Tardy Technology: The Curious Case of Science Fiction’s Slow Birth
- 4 days ago
- 2 min read
By Brad C. Anderson

We have told tales since we developed language to speak. Our early stories were sagas of heroism, mythology, and bawdy chronicles of sordid affairs. Modern-day librarians could easily categorize these ancient tales under the genres of adventure, fantasy, romance, etc. Yet, one modern-day genre seems conspicuously absent among the stories shared through most of human history: science fiction.
The first glimpse of something resembling science fiction appeared in True History by Lucien of Samosata in the second century AD. But the genre didn’t stick. It was fourteen hundred years before Johannes Kepler wrote Somnium in 1634, describing a fantastical journey to the moon. Still, the genre failed to take hold until 1818, when Mary Shelley wrote Frankenstein; or, The Modern Prometheus, after which science fiction took off.

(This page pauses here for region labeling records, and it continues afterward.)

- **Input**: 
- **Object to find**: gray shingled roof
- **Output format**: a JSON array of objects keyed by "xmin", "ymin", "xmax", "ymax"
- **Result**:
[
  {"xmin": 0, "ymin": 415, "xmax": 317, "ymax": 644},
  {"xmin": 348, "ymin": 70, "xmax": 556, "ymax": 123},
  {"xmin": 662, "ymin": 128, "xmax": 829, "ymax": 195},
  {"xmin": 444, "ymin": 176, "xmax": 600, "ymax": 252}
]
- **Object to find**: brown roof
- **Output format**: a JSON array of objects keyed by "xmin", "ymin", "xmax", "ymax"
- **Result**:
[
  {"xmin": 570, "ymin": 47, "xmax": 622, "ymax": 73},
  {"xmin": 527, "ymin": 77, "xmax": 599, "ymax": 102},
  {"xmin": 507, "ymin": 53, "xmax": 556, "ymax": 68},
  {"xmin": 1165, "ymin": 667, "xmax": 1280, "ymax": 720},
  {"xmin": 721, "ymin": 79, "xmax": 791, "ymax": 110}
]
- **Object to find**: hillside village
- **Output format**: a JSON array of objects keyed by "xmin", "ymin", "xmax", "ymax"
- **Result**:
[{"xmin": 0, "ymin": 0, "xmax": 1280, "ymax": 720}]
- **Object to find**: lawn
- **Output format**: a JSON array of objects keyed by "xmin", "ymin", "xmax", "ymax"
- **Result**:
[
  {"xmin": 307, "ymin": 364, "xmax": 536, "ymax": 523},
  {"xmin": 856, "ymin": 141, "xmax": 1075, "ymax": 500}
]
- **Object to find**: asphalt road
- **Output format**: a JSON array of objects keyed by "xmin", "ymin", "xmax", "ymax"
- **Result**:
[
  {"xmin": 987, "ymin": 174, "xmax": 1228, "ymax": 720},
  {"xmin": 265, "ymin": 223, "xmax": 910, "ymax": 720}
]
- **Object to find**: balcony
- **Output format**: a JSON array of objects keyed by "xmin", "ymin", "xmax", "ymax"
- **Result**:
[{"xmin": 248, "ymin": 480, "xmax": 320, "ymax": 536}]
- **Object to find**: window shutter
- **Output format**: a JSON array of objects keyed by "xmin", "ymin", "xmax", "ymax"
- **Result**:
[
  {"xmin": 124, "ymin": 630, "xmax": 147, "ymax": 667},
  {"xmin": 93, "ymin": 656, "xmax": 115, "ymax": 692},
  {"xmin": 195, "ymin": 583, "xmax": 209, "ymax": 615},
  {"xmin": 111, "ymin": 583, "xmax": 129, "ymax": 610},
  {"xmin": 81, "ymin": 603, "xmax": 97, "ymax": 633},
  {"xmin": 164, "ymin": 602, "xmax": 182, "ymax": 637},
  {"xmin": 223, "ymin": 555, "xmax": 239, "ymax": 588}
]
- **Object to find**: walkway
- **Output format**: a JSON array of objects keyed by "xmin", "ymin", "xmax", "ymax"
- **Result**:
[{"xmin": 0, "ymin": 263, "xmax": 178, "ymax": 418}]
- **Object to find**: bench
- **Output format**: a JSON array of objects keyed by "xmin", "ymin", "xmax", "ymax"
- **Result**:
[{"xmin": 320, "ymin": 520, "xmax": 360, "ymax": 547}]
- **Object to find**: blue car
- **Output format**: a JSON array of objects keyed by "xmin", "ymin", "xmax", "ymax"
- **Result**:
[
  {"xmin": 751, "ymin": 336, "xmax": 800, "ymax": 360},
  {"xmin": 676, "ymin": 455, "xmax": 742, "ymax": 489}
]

Why was science fiction such a latecomer? Did ancient people not dream of the future? To answer this, let’s look at why we tell stories.
As described in A Narrative Approach to Organization Studies, through stories, we process complexity, helping us understand war, relationships, and an array of other overwhelming topics. Importantly, stories help a society vicariously process its hopes.
What’s this got to do with science fiction’s tardiness? I suspect that, for most of human history, technological advancement was so slow that it rarely intruded on people’s lives. The technological world you were born into was the same as the one you died in, and that world was probably recognizable to your parents and children. When ancient people imagined the future, they likely imagined a world much like their present. When advancement takes generations, science fiction is simply fiction. and fears over scary issues of the day.
The Enlightenment changed all that. Technology’s speed increased. The world you died in looked very different from the one in which you were born. The future became something with which we must contend. And thus, science fiction was born to help us process these bewildering changes.
From the optimism of Star Trek to the despair of Warhammer 40K, science fiction primes us to engage with technological advancement. Science fiction was late to the party because, for most of human history, we did not need it.
But today, as we live through multiple world-changing technological revolutions, science fiction has never been more important.